Sementara itu, Dr Gade merasa uang juga berperan besar. Ketika salah satu pasangan bergantung pada pasangannya secara finansial, terutama wanita, meninggalkan pernikahan yang tidak bahagia rasanya mustahil. Ketakutan dalam mengatur pengeluaran, membesarkan anak sendirian, dan menghadapi masalah hukum bisa sangat membebani. Inilah sebabnya mengapa sistem dukungan yang kuat seperti pengasuhan anak, bimbingan hukum, dan tempat penampungan yang aman sangatlah penting. Mereka dapat memberikan kepercayaan diri dan keamanan yang dibutuhkan masyarakat untuk membuat keputusan yang tepat bagi diri mereka sendiri dan anak-anak mereka.

Apa yang anak-anak bawa bersama mereka bukanlah apakah orang tua mereka tinggal bersama, tetapi bagaimana cinta yang dirasakan di rumah tempat mereka dibesarkan.

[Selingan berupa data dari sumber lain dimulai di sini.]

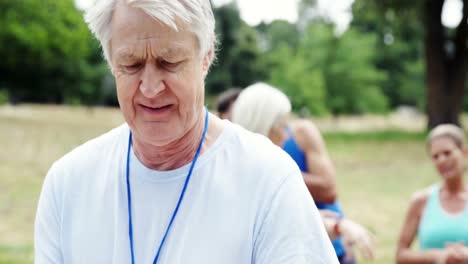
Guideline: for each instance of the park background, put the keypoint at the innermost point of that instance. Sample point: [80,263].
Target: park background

Keamanan emosional, kehangatan, dan rasa hormat membentuk seorang anak lebih dari sekadar struktur keluarga yang sempurna.

Para ahli menyarankan bahwa tetap bersama tidak boleh mengorbankan perdamaian atau kesejahteraan mental. Terkadang, pilihan yang paling penuh kasih adalah melepaskan – meskipun niat di baliknya adalah untuk pendidikan atau stabilitas anak Anda.